Figure 1. Data from wearables, cameras, and comments combine to track how involved students are in sports classes.

Teaching a model to read body, face, and words

Instead of relying on a single source of information, the study builds a layered model that treats sensors, text, and video as equal partners. For sensor signals such as heart rate and acceleration, a sequence‑processing network learns to spot patterns like sustained effort or repeated bursts of activity. For student comments and short reflections, a language model distills whole sentences into compact representations that encode attitude and tone. For video clips, another network breaks each frame into patches and learns how facial expressions, body posture, and movement patterns unfold over time. All three streams are then translated into a shared numerical space so that the model can compare and combine them effectively.

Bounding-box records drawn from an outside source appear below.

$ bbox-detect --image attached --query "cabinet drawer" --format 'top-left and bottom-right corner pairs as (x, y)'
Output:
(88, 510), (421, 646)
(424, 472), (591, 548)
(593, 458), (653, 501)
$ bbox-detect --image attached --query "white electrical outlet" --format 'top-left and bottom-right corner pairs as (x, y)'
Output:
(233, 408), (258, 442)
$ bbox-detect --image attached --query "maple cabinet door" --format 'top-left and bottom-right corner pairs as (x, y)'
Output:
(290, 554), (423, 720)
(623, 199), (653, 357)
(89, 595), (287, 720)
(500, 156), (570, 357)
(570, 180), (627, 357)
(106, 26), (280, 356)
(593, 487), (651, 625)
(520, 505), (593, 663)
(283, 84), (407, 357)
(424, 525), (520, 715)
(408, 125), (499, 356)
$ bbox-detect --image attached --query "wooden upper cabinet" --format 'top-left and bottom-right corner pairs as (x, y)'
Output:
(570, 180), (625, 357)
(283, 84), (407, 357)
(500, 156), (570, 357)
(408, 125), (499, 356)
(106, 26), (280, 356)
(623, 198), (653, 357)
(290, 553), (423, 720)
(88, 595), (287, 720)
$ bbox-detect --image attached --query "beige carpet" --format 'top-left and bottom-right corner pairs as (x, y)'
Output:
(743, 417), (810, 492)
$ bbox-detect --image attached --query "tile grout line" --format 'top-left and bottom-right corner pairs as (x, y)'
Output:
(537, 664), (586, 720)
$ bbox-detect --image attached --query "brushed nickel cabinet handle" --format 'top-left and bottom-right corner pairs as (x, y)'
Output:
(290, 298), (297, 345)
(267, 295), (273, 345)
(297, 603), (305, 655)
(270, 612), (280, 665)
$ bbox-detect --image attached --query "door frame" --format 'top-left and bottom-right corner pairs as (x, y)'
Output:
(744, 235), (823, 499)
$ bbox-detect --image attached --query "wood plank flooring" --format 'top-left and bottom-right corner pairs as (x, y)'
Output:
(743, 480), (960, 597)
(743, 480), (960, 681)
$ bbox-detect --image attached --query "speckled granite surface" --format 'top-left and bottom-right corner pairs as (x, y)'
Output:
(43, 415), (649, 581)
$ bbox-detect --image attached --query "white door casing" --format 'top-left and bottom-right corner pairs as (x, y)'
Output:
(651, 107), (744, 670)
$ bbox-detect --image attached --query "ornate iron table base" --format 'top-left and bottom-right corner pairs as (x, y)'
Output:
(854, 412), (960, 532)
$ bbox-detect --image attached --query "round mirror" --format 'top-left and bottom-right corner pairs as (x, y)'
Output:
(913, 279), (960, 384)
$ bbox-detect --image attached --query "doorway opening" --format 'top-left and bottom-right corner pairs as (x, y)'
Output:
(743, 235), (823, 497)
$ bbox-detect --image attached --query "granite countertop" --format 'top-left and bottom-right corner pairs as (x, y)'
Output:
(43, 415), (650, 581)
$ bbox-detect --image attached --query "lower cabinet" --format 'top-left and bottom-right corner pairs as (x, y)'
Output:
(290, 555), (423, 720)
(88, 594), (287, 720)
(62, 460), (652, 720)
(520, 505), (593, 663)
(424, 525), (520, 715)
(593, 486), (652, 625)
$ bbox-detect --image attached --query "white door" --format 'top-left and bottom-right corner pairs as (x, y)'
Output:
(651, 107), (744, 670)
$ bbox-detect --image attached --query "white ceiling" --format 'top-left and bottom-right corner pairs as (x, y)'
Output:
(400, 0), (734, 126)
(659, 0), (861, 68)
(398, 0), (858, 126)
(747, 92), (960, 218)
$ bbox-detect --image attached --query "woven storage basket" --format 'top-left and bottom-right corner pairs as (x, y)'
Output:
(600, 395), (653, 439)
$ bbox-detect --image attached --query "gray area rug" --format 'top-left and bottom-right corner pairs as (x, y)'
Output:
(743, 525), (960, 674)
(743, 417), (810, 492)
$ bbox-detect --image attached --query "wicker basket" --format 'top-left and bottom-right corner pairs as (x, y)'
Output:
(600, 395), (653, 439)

How the model connects signals to engagement

The heart of the approach is a technique that allows different data streams to pay attention to one another. First, the model strengthens each stream individually, learning internal structure such as trends in heart rate or key moments in a video. Next, it links the streams, asking questions such as which time periods in the sensor data match written mentions of feeling tired, or which video segments line up with language that suggests excitement. By learning these cross‑links, the system builds a fused picture of what is happening with each student during a ten‑minute window. Finally, this combined picture feeds a simple output layer that produces both a continuous engagement score and a three‑level category.

Figure 2. Sensor, video, and text signals flow through layered blocks to sort students into low, medium, or high engagement.
Figure 2. Sensor, video, and text signals flow through layered blocks to sort students into low, medium, or high engagement.

How well the system works in practice

When the researchers compare their multimodal model with a range of existing methods that use only sensors, only video, or just two types of data, they find clear gains. The new system cuts prediction error by more than a fifth compared with a strong sensor‑only baseline and reaches over 90 percent accuracy in classifying engagement levels. Importantly, it does so quickly enough to be useful during class, needing about two tenths of a second to process ten minutes of data for one student. Tests that remove one data type at a time show that all three sources are valuable, with video contributing the most, followed by text and then sensors. Extra analysis of the model’s internal attention patterns suggests that it focuses on sensible cues, such as linking rising heart rate with active movement and later fatigue.

What this could mean for future sports classes

The authors conclude that a carefully designed multimodal system can provide timely and fairly accurate pictures of student involvement in physical education, moving evaluation away from rough impressions toward continuous, data‑driven insight. While the approach depends on cameras and wearables and raises privacy and fairness questions, it points to a future in which teachers receive real‑time feedback about when students are focused, excited, or drifting, and can adjust activities on the spot rather than waiting for end‑of‑semester surveys.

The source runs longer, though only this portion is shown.